Source: http://wiki.tcl.tk/880
As suggested here, latexmk is a handy way to continually compile your document whenever the source changes. But often when you're working on a document you'll end up with errors and then latex will panic and wait for user input before continuing. That can get very annoying, especially recently when I hacked up something to compile latex directly from an etherpad document, which saves continuously as you type.
Is there a setting for latex or latexmk to make it just abort with an error message if it can't compile? Or, if necessary, how would I set up some kind of Expect script to auto-dismiss LaTeX's complaints?
(I had thought pdflatex's option -halt-on-error would do the trick but apparently not.)
Bonus question: Skim on Mac OSX is a nice pdf viewer that autorefreshes when the pdf changes (unlike Preview), except that whenever there's a latex error it makes you reconfirm that you want autorefreshing. Texniscope doesn't have this problem, but I had to ditch Texniscope for other reasons. Is there a way to make Skim always autorefresh, or is there another viewer that gets this right?

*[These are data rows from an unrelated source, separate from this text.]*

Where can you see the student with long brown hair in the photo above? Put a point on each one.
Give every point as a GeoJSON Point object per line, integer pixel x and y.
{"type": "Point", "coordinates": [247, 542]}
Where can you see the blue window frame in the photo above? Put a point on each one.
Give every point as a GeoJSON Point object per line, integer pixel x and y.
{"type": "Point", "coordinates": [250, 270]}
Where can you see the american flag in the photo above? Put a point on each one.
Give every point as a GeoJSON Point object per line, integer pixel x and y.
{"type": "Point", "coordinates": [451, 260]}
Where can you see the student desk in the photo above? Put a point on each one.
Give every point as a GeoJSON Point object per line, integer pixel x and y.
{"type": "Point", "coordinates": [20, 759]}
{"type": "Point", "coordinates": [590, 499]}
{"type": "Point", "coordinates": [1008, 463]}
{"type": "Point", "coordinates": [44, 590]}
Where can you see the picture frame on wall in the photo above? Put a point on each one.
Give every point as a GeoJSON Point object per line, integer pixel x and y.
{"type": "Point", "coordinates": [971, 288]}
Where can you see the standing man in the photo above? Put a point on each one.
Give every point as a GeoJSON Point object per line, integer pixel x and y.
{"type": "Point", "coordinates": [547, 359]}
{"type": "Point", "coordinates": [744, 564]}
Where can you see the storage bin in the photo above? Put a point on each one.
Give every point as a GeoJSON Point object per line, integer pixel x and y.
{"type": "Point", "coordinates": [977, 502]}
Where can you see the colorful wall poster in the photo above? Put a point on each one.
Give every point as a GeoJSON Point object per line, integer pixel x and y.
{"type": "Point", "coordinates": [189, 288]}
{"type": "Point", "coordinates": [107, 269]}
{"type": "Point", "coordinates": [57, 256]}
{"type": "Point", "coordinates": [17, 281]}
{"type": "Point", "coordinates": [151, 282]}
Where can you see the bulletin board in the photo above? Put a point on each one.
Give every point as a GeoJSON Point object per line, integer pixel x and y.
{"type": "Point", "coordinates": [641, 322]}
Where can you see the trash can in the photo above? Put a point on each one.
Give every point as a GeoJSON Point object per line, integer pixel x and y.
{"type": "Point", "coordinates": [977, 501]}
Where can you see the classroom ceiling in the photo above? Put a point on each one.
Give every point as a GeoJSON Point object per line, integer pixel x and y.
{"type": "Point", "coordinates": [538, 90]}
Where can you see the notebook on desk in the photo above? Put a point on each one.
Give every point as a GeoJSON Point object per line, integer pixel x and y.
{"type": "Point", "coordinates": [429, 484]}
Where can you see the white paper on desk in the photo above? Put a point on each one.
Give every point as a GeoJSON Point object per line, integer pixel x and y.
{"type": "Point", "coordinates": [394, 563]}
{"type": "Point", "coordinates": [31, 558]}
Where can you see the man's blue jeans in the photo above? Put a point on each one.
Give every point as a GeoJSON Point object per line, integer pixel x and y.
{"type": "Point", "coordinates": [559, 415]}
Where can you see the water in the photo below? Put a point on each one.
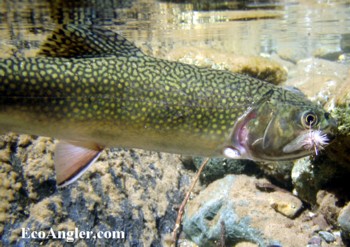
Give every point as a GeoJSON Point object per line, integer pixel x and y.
{"type": "Point", "coordinates": [137, 191]}
{"type": "Point", "coordinates": [292, 29]}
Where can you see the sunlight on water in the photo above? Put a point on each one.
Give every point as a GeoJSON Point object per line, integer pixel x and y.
{"type": "Point", "coordinates": [292, 29]}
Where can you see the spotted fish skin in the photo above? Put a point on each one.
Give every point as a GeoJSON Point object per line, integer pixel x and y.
{"type": "Point", "coordinates": [93, 86]}
{"type": "Point", "coordinates": [125, 101]}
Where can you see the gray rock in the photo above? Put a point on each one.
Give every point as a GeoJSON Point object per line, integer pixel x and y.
{"type": "Point", "coordinates": [204, 223]}
{"type": "Point", "coordinates": [344, 221]}
{"type": "Point", "coordinates": [233, 209]}
{"type": "Point", "coordinates": [327, 236]}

ADDED: Mini-tutorial on latexmk based on the answer to this question:
Get latexmk here: http://www.phys.psu.edu/~collins/software/latexmk-jcc/
Add the following to your ~/.latexmkrc file:
$pdflatex = 'pdflatex -interaction=nonstopmode';
(For OS X with Skim)
$pdf_previewer = "open -a /Applications/Skim.app";
While editing your source file, foo.tex, run the following in a terminal:
latexmk -pvc -pdf foo.tex
Use Skim or another realtime pdf viewer to view foo.pdf. For Skim, just look at the “Sync” tab in Skim’s preferences and set it up for your editor.
Voila! Hitting save on foo.tex will now cause foo.pdf to refresh without touching a thing.
With MikTeX, pdflatex has this command-line option:
-interaction=MODE Set the interaction mode; MODE must be one
of: batchmode, nonstopmode, scrollmode,
errorstopmode.
Edit suggested by #9999years:
Those values are equivalent to a set of LaTeX \commands that provide the same functionality.
From TeX usage tips:
The modes make TeX behave in the following way:
errorstopmode stops on all errors, whether they are about errors in the
source code or non-existent files.
scrollmode doesn't stop on errors in the source but requests input when a
more serious error like like a missing file occurs.
In the somewhat misnamed nonstopmode, TeX does not request input after
serious errors but stops altogether.
batchmode prevents all output in addition to that (intended for use in
automated scripts). In all cases, all errors are written to the log file
(yourtexfile.log).
You can also put \nonstopmode or \batchmode at the very beginning of your tex file; then it'll work with any TeX version, not just pdflatex. For more info on these and related commands see the very good reference on (raw) TeX commands by David Bausum. Especially the command from the debugging family could be of interest here.
Another possible hack is simply to use:
yes x | latexmk source.tex
You could always create an alias for 'yes x | latexmk' if you're going to use this option lots. The main advantage of this that I can see above the other suggestions is that it is very quick for when you occasionally want latexmk to behave like this.
Mehmet
There is also a \batchmode command may do the work.